Congress ended weeks of contentious negotiation Tuesday, agreeing to a five-year transportation bill that will boost spending on roads and transit systems by billions of dollars each year.

In its first year, the approximately $300-billion bill increases spending on highways by $2.1 billion above current levels. By the final year, in 2020, the bump will be $6.1 billion above the about $50 billion that has been spent in recent years.

Spending on transit will go from the current $8.6 billion to almost $10.6 billion in 2020

“I’m proud. I’m relieved. We are in dire need of this,” said Sen. Barbara Boxer (D-Calif.), the ranking member of the Senate Environment and Public Works Committee, which provided the fulcrum to get the bill through the conference committee. “It will result in millions of jobs over the period of the bill, and they can’t be outsourced.
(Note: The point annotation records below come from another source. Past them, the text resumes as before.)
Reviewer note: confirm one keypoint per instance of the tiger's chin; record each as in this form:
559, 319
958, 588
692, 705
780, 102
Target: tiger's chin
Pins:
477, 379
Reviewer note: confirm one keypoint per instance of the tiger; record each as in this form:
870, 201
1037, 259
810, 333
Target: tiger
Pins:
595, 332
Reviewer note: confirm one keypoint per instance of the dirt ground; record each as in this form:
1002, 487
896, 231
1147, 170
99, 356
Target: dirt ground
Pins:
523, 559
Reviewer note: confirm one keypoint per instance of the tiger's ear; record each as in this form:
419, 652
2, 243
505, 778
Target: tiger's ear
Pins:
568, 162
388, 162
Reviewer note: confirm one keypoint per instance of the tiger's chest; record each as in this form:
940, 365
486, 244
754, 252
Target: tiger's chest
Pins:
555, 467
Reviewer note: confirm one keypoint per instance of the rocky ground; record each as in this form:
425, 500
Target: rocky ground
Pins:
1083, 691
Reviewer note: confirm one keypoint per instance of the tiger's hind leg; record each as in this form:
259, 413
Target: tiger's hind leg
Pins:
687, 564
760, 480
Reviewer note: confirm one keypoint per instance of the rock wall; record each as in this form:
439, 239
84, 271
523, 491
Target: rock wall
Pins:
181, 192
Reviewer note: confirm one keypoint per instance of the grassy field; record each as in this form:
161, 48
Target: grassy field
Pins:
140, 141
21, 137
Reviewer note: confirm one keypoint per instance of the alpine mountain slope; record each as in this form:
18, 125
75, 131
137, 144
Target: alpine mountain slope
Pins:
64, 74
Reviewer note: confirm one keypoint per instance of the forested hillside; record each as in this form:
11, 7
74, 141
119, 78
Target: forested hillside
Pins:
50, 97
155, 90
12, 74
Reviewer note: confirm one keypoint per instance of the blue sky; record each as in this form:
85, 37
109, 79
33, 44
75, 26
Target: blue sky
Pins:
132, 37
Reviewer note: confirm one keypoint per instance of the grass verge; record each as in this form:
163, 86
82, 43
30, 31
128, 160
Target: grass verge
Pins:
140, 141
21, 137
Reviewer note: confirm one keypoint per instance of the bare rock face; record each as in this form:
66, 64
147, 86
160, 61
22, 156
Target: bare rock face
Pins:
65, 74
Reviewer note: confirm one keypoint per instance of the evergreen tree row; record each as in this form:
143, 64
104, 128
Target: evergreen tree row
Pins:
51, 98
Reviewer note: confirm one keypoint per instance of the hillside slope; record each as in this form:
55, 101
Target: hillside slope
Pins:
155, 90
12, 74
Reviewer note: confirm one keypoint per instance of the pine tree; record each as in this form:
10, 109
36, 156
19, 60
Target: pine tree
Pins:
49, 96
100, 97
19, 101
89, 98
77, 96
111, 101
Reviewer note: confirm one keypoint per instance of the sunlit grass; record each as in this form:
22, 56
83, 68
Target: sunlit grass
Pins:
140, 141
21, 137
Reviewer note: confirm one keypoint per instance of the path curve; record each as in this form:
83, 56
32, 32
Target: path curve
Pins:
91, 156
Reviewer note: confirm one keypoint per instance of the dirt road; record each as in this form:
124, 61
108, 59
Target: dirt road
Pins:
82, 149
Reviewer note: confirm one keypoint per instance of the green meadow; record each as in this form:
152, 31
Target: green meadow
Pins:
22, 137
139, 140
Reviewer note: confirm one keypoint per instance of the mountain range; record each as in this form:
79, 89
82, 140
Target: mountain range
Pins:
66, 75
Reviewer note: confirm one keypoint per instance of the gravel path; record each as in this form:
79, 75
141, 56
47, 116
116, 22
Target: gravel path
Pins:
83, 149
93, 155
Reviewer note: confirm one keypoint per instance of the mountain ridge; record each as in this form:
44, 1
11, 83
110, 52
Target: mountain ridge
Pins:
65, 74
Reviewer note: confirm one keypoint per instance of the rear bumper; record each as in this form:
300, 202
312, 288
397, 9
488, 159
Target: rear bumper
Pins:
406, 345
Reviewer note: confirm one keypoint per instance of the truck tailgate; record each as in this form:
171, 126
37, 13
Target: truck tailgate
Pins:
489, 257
They have to be done in America.”

Boxer said that meshing very different House and Senate bills was a messy process that would make the workings of a sausage factory look appealing by contrast.

The long-sought bill protects funding for transit from those who argued it should be cut loose from the highway bill, increases money for pedestrian and bicycle programs that also have come under attack, and it includes nearly $200 million to speed installation of a critical railroad safety feature known as positive train control.

Approval of the bill, which will go to the White House for the president’s signature this week, also lays to rest for five years the question of how to pay for transportation. The bills arrived in the conference committee with very different funding provisions. The committee settled primarily on a House plan to use money that the Federal Reserve Bank uses as a cushion against losses and a Senate proposal to reduce the amount of interest the Federal Reserve pays to banks.

The bill restores what once was the natural order of things in transportation, setting the game plan and funding levels for several years and ending the herky-jerky process of funding extensions that were the order of the day for the past 10 years.

In addition to increasing spending for roads and transit, the bill increases funding for freight transportation and creates a grant program for freight; restricts rental car leasing of recalled vehicles; bumps up to $295 million the cap on liability claims faced by railroads; triples the amount that the National Highway Safety Administration can level in civil fines; and continues the popular Transportation Infrastructure Finance and Innovation Act (TIFIA) program. It also includes a measure that reauthorizes the U.S. Export-Import Bank.

The bill is a landmark moment for a Congress that is reviled by many Americans as a do-nothing body, most notable for the bitter fighting between its most extreme elements. But even in this week’s success, there is failure. Once again, the lawmakers have not found transportation’s utmost goal — a renewable source of cash to fund the nation’s needs.

The need to get from place to place — on foot or by vehicle — stands virtually alone in the degree to which it touches everyone from infancy to old age. The universal desire of people to get around has made adequate transportation a goal that transcends political parties and appeals to extremes at either end of the spectrum.

But even in its success — and the word “bipartisan” was ever-present in the aftermath of the compromise — the failure to find a long-term way to pay for transportation revealed a deep schism in Congress.

Boxer, who credited close collaboration with Senate Environment and Public Works Committee Chairman Jim Inhofe (R-Okla.) for getting the job done, said the process was so bruising that it provided motivation to find a more permanent funding solution.

“This was a painful process,” Boxer said. “The transportation bill is a huge priority for both parties. Therefore I do think that we’re going to figure this out.”